Maximum output signal level: 9.6 V p / p

Frequency response: 10 Hz to 800 KHz

To build this preamplifier, use the recommended PCB of figure 8 and follow assembly instructions of figure 9. When placing the transistors, make sure for the flat side of their body to point to the left, as clearly stated in Figure 9.

As well as the previous designs, the preamplifier of figure 7 can be also powered from voltages within the range of 9 to 15 volts.

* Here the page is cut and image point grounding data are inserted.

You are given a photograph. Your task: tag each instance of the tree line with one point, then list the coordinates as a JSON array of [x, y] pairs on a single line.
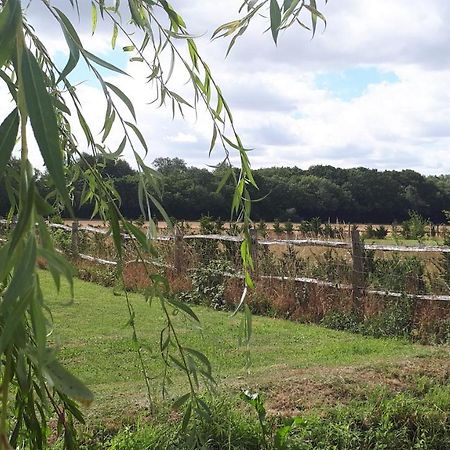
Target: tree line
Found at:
[[285, 193]]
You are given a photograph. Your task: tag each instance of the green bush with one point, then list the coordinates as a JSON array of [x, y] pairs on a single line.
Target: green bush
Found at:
[[414, 227], [209, 283], [381, 421]]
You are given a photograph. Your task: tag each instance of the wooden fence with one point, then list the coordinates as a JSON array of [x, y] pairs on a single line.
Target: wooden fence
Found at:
[[355, 246]]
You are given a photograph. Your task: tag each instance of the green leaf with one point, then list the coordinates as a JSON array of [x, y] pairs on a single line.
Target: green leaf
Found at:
[[8, 135], [114, 36], [93, 17], [275, 19], [9, 24], [43, 121], [73, 42]]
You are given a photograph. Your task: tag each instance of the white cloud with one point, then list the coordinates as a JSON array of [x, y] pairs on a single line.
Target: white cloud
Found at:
[[279, 109]]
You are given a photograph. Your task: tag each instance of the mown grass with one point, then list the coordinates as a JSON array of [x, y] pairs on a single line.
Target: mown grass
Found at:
[[95, 343]]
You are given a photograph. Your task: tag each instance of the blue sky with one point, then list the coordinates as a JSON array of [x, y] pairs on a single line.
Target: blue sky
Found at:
[[372, 90], [353, 82]]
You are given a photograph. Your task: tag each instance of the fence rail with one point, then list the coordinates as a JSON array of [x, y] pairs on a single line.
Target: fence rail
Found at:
[[355, 247]]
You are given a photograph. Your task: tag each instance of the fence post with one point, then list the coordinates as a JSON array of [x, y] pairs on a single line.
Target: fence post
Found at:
[[74, 246], [357, 270], [254, 250], [178, 251]]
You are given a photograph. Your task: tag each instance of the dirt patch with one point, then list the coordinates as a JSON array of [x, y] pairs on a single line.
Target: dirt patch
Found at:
[[294, 391]]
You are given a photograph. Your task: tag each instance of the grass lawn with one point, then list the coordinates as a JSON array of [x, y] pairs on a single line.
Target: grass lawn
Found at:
[[95, 343]]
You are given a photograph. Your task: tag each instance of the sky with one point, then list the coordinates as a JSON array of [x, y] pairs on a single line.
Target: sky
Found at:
[[371, 90]]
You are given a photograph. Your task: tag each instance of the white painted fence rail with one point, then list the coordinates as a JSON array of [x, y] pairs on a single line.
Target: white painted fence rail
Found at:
[[267, 242]]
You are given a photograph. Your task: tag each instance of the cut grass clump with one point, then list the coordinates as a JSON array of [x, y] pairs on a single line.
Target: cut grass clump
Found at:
[[384, 421]]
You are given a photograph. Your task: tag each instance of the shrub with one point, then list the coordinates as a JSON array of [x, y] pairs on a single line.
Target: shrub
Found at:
[[209, 283], [277, 227], [414, 227], [289, 227]]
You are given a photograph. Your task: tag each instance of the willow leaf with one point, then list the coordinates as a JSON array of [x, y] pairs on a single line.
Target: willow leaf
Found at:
[[43, 121], [8, 135]]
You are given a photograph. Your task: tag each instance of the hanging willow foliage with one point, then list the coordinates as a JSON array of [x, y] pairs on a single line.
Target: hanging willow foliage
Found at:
[[34, 385]]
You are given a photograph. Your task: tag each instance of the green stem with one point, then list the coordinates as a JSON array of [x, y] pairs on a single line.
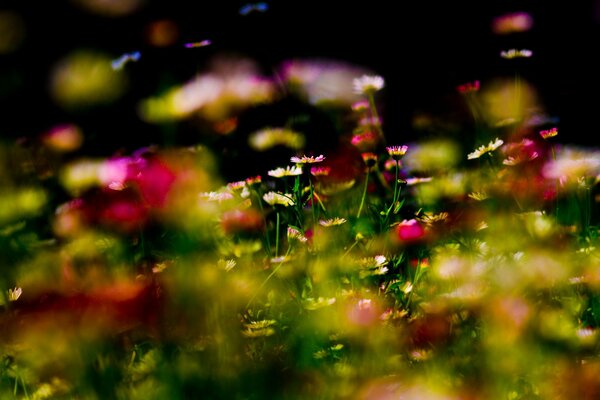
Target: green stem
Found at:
[[262, 212], [277, 236], [375, 116], [394, 199], [362, 200], [269, 277]]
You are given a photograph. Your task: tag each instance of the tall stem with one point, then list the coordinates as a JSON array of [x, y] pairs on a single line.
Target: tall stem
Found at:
[[362, 200]]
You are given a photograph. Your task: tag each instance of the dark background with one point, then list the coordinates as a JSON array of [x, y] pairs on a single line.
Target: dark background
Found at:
[[424, 50]]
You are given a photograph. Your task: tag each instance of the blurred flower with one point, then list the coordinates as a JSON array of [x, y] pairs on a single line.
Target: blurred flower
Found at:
[[84, 79], [320, 171], [63, 138], [360, 106], [469, 87], [332, 222], [365, 141], [493, 145], [370, 159], [12, 31], [253, 180], [216, 196], [409, 231], [266, 139], [322, 81], [307, 159], [415, 181], [287, 171], [514, 53], [547, 134], [367, 84], [430, 156], [295, 234], [14, 294], [231, 85], [396, 152], [511, 23], [242, 221], [525, 150], [274, 198], [572, 164]]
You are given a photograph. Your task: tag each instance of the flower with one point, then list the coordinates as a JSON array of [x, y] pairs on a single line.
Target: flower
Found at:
[[396, 152], [287, 171], [295, 234], [416, 180], [14, 294], [238, 221], [410, 231], [493, 145], [547, 134], [514, 53], [274, 198], [573, 164], [254, 180], [364, 141], [320, 171], [216, 196], [361, 105], [265, 139], [368, 84], [369, 158], [307, 159], [332, 222]]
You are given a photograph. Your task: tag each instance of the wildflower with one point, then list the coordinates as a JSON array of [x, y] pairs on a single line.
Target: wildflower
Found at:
[[268, 138], [415, 181], [525, 150], [320, 171], [547, 134], [367, 84], [237, 221], [493, 145], [572, 165], [322, 81], [274, 198], [332, 222], [410, 231], [64, 138], [315, 304], [259, 328], [396, 152], [513, 22], [361, 105], [514, 53], [295, 234], [430, 218], [364, 141], [216, 196], [468, 87], [227, 265], [253, 180], [287, 171], [14, 294], [478, 196], [236, 186], [363, 313], [307, 159], [369, 158]]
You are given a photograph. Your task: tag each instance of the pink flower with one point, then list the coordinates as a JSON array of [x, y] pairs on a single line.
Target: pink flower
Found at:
[[410, 231]]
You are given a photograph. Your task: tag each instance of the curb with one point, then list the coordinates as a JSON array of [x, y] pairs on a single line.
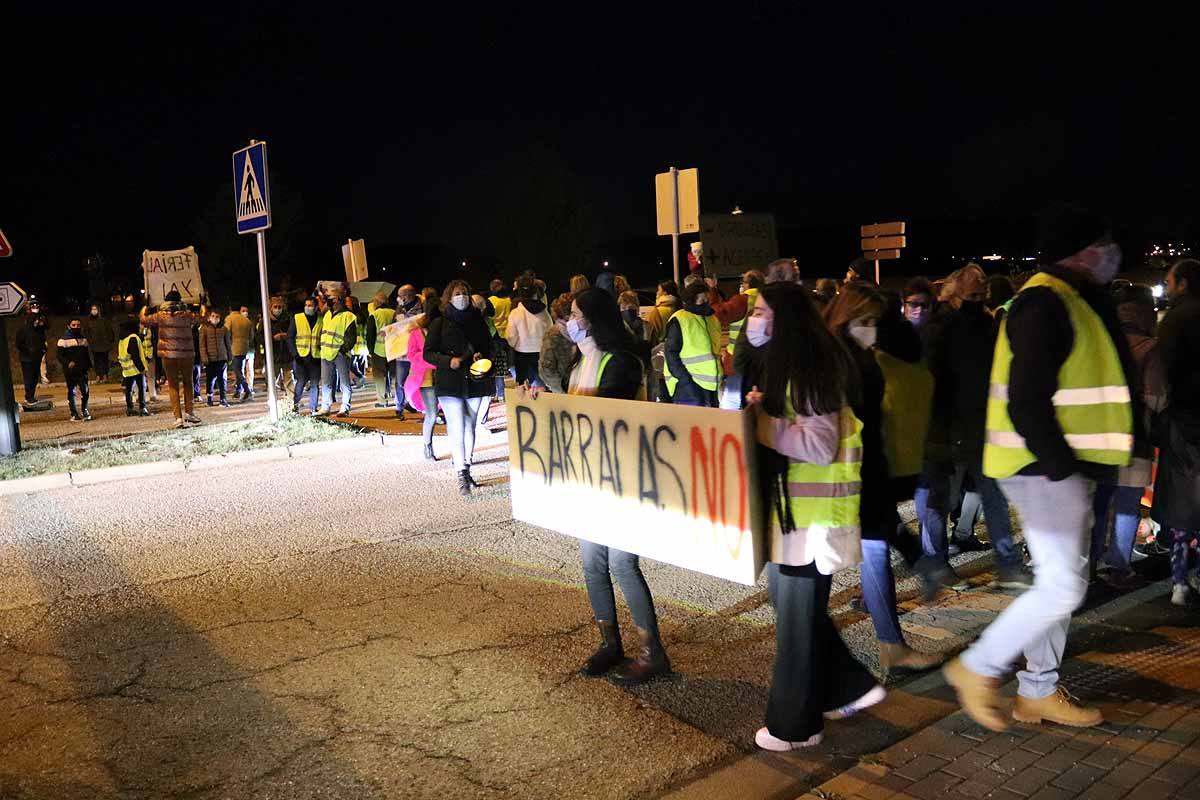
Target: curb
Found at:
[[201, 463]]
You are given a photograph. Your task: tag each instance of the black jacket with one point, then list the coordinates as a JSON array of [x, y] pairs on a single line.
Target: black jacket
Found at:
[[448, 338], [1041, 337]]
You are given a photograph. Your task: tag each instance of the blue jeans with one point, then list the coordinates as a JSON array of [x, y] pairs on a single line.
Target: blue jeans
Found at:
[[880, 590], [1126, 504], [402, 368], [340, 368], [598, 560]]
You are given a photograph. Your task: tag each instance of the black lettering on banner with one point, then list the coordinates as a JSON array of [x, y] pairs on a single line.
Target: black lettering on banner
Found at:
[[646, 491], [556, 452], [567, 426], [658, 457], [606, 461], [617, 427], [585, 464], [525, 441]]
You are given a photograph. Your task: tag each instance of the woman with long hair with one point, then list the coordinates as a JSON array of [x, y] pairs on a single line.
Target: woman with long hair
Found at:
[[853, 318], [606, 365], [453, 343], [810, 456]]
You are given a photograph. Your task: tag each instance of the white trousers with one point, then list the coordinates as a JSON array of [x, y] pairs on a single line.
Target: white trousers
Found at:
[[1056, 518]]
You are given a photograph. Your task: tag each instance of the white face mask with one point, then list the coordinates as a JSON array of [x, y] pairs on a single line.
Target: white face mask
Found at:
[[575, 331], [759, 331], [864, 335]]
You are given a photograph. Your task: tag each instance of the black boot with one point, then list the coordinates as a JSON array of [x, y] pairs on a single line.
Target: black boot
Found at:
[[651, 662], [607, 655]]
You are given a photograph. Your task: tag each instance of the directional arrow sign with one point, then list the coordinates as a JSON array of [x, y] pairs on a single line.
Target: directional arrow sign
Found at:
[[12, 299]]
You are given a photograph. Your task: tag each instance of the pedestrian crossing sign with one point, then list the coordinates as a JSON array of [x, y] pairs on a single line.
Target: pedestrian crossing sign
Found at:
[[251, 197]]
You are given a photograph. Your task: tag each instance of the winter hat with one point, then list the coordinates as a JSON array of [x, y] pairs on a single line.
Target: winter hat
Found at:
[[1067, 228]]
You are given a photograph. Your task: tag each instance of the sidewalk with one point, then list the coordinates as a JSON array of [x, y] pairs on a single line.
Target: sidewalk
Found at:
[[1141, 667]]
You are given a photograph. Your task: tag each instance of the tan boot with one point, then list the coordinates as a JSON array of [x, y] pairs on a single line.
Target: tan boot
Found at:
[[1060, 708], [978, 695], [903, 659]]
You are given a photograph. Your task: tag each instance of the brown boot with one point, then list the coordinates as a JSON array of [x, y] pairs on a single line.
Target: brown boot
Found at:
[[978, 695], [609, 655], [1060, 708], [903, 659], [651, 662]]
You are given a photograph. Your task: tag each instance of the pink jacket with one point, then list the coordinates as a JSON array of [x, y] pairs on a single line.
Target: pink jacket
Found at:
[[418, 370]]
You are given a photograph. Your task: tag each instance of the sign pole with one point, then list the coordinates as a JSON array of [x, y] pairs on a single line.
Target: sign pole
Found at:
[[268, 341], [675, 233]]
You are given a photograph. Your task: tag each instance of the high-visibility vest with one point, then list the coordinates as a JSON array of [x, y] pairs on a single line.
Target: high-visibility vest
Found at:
[[383, 318], [333, 334], [307, 336], [1092, 403], [123, 355], [826, 497], [701, 343], [738, 324], [907, 400]]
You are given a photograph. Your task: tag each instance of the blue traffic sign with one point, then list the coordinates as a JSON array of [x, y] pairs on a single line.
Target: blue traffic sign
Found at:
[[251, 197]]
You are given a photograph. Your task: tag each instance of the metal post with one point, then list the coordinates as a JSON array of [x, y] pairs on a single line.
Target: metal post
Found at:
[[268, 343], [675, 215], [10, 414]]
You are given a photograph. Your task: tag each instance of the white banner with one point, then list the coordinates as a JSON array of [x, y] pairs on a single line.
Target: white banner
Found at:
[[168, 270], [670, 482]]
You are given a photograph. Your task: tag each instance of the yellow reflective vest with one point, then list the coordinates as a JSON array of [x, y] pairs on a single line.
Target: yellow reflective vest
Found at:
[[1092, 403], [307, 336], [701, 343], [333, 334], [129, 368]]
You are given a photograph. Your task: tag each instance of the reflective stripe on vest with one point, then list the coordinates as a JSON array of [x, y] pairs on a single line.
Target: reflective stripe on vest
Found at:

Finally, we present a fourth design of an audio preamplifier. The specific circuit schematic is shown in figure 10, and it is suitable to amplify very weak audio signals. It has very high gain and uses a PNP and an NPN transistor.

For the PNP transistor, you may use BC.213, BC.308, BC.328 or another equivalent type. For the NPN, you may use BC.172, BC.547 or other equivalent types.

The technical features of the 4th preamplifier can be summarized as follows:

Recommended power supply:  12V

Current consumption: 1.2mA

Absolute voltage gain: 115

Maximum input signal level: 70 mV p / p

Maximum output signal level: 8 V p / p

Frequency response: 20 Hz to 200 KHz

Although the recommended supply voltage is 12 volts, the preamplifier can be powered as well from a voltage source ranging from 9 volts to 15 volts.

If you choose to use 9-volt, the maximum input signal amplitude will be limited to 50 mV p/p, otherwise the output will be distorted.

To build the preamplifier, use the recommended PCB of figure 11 and follow assembly instructions of figure 12. When placing TR1, marked as BC213, BC308 or BC328, turn the flat side of its body to the right, and when placing TR2, marked as BC172, BC547, turn the flat side of its body to the left.

To avoid failures follow these guidelines:

- When connecting the 12 V power supply, be careful not to reverse polarity (do not reverse the negative wire with the positive one), because you will damage the transistors.

-  Use shielded cable for the input signal, as well for the output signal and connect wire-shield to ground (the negative power terminal).

All the circuits presented here, have low output impedance and you do not have to worry if they will match to the input impedance of a final amplifier. They will be fine to boost the input of a 20K input impedance amplifier; they will be fine as well to drive a 50K, or a 100K input impedance.